Acton and Michael Wear are on target on this…

“Contrary to Matzko’s portrayal of an across-the-board religious tax exemption as a vestige of European-style establishmentarianism, houses of worship are tax exempt to respect religious freedom and the separation of church and state. What offends American sensibilities about the European tradition is not tax-exemption, but the practice of taxing disfavored denominations, and using those funds to prop up the state and its favored religion.

Consider Isaac Backus, who Matzko invokes as an “evangelical dissenter” against government favors for religious groups. He was that, but hardly because he felt churches should pay taxes.”

Wear also notes that the restrictions on political speech for tax exempt organizations, which apply equally to all non-profits, prohibit only the explicit endorsement of a candidate or lobbying for a particular piece of legislation. They do not, “…prevent pastors or churches from teaching on issues like poverty, abortion, the environment, or any other issue of public import.”

….

What is most disturbing about Matzko’s essay is not the economic reductionism but the impoverished sense of the political and common good it demonstrates.
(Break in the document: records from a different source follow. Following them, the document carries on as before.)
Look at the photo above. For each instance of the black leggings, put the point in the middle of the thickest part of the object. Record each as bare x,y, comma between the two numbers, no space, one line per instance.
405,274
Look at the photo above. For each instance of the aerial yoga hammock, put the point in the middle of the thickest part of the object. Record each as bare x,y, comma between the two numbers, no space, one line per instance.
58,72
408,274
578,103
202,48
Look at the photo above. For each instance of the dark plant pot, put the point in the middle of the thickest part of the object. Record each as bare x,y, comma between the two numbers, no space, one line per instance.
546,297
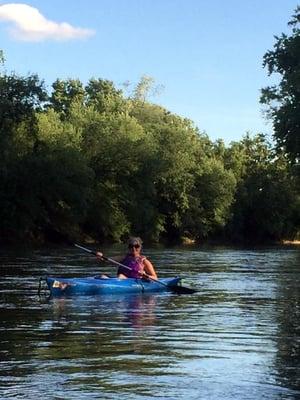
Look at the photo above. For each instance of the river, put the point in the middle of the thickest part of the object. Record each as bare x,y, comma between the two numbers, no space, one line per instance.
237,338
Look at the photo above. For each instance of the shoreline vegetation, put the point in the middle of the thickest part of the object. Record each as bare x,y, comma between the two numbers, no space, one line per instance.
95,163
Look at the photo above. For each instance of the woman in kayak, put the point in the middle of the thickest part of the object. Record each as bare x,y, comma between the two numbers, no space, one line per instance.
135,265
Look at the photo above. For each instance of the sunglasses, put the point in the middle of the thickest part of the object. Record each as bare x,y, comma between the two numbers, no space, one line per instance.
136,246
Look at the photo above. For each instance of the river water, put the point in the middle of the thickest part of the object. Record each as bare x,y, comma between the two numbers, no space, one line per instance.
237,338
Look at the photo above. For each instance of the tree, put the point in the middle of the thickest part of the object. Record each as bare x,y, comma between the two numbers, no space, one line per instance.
283,99
266,206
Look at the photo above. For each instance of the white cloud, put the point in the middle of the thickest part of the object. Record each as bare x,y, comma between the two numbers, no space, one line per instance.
30,25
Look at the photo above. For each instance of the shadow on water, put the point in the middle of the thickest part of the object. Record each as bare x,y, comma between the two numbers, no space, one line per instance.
238,338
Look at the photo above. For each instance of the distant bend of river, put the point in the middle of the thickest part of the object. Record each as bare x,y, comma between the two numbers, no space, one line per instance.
237,338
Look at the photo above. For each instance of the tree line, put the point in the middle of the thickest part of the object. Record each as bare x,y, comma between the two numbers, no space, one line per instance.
87,161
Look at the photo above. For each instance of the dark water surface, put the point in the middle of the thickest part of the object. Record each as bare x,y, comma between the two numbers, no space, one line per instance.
238,338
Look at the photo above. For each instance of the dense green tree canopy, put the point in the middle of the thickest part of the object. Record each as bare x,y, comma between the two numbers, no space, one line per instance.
283,99
85,161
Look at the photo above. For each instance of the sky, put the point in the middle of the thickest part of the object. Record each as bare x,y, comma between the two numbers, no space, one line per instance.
206,54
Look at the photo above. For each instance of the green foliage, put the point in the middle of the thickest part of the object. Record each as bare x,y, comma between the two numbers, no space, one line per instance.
283,99
88,162
266,204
It is a classic example of seeing like a state, reducing the complex interdependencies of our social life to a single state-centered public life.

Views expressed are always my own and not my employer's, my church's, my family's, my neighbors', or my pets'. The house plants have authorized me to speak for them, however, and they always agree with me.
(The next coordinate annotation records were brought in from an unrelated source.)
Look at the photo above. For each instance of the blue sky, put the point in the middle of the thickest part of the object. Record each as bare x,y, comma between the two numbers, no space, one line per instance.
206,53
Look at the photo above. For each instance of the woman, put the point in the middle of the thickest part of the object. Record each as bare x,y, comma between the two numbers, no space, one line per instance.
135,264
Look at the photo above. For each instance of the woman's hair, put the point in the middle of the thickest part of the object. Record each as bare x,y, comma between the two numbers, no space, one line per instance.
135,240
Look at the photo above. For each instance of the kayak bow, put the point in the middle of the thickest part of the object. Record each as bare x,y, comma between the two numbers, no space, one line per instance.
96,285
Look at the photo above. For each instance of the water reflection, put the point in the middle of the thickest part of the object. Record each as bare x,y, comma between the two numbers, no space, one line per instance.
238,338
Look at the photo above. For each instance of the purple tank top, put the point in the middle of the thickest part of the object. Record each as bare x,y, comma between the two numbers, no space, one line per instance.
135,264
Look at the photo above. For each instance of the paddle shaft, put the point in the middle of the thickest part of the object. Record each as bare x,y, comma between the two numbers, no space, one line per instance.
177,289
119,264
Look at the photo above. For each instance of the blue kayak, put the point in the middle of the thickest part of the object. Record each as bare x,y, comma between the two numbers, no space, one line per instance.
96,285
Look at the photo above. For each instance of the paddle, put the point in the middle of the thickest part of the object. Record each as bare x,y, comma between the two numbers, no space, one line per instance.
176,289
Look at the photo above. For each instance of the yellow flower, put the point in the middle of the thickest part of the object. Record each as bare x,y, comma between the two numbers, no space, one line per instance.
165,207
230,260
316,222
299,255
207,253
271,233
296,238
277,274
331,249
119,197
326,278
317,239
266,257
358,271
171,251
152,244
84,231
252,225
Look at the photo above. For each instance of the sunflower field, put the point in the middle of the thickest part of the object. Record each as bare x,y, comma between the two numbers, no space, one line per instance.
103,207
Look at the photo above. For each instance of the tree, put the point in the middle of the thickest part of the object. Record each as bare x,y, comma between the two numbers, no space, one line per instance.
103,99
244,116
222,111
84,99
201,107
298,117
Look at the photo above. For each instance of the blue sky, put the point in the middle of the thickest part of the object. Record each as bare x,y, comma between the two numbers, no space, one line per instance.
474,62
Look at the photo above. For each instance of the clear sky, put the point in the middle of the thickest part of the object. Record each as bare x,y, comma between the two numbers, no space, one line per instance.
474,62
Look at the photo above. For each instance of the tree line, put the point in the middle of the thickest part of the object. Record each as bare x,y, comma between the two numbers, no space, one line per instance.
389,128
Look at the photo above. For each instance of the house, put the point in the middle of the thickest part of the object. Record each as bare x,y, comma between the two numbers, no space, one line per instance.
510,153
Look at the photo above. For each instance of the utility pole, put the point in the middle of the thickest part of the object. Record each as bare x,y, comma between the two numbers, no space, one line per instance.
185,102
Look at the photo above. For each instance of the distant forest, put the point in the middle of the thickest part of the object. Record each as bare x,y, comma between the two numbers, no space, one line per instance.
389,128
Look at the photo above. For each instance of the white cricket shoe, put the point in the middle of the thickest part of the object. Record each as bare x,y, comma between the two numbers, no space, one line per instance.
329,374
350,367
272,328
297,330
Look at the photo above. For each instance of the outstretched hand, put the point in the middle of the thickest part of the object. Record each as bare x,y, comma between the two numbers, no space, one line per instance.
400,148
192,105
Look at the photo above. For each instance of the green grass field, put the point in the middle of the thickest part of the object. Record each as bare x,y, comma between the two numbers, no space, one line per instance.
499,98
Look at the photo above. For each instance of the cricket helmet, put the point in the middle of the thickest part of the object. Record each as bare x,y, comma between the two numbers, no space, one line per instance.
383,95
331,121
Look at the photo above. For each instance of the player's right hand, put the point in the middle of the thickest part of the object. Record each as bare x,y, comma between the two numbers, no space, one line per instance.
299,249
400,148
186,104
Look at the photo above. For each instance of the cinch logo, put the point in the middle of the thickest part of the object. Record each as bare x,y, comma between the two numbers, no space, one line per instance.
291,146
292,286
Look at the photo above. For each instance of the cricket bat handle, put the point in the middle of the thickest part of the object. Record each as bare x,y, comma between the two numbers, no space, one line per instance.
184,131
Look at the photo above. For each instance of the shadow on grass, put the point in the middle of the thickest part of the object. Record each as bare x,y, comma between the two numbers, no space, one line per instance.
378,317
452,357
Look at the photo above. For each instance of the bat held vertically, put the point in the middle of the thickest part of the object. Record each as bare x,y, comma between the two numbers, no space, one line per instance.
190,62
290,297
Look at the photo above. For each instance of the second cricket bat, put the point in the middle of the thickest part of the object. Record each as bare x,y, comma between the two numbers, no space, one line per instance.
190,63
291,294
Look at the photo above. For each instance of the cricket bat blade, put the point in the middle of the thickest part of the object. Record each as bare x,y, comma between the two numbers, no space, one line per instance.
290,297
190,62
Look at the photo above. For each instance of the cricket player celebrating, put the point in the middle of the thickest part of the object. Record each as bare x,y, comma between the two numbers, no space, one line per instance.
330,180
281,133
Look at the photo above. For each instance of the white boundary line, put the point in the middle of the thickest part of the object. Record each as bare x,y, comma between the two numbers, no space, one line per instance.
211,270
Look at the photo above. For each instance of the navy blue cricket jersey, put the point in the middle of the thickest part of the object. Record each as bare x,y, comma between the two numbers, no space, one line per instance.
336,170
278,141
i wonder if readers recognize that Matzko is a BJU grad and the son of a long-time faculty member there.

….I would suggest that property taxes are in general a bad idea because they allow a government official to assign a value to a property that might not be related at all to what you could sell it for. That’s the core argument against property taxes for churches—if the assessor is an Episcopalian, you would always wonder whether the Catholic/Baptist/whatever church was over-assessed.

Aspiring to be a stick in the mud.

The problem for municipalities, of course, is not just the loss of property taxes. A church, if run properly, as a non-profit, will not generate other forms of tax for local governments, unless, of course, governments decide to tax their income, regardless of whether or not it’s profit. Even if XYZ church paid its property taxes, it will never generate as much revenue as for-profit businesses on that location. Even divided up as residential, the land would generate far more in property tax from individual homes, unless the church property tax was adjusted up to match.

Of course, this applies to any non-profit, not just church related ones. If they remove the tax exemption for churches, they’ll essentially have to remove it for all non-profits, or admit that it’s discriminatory against churches.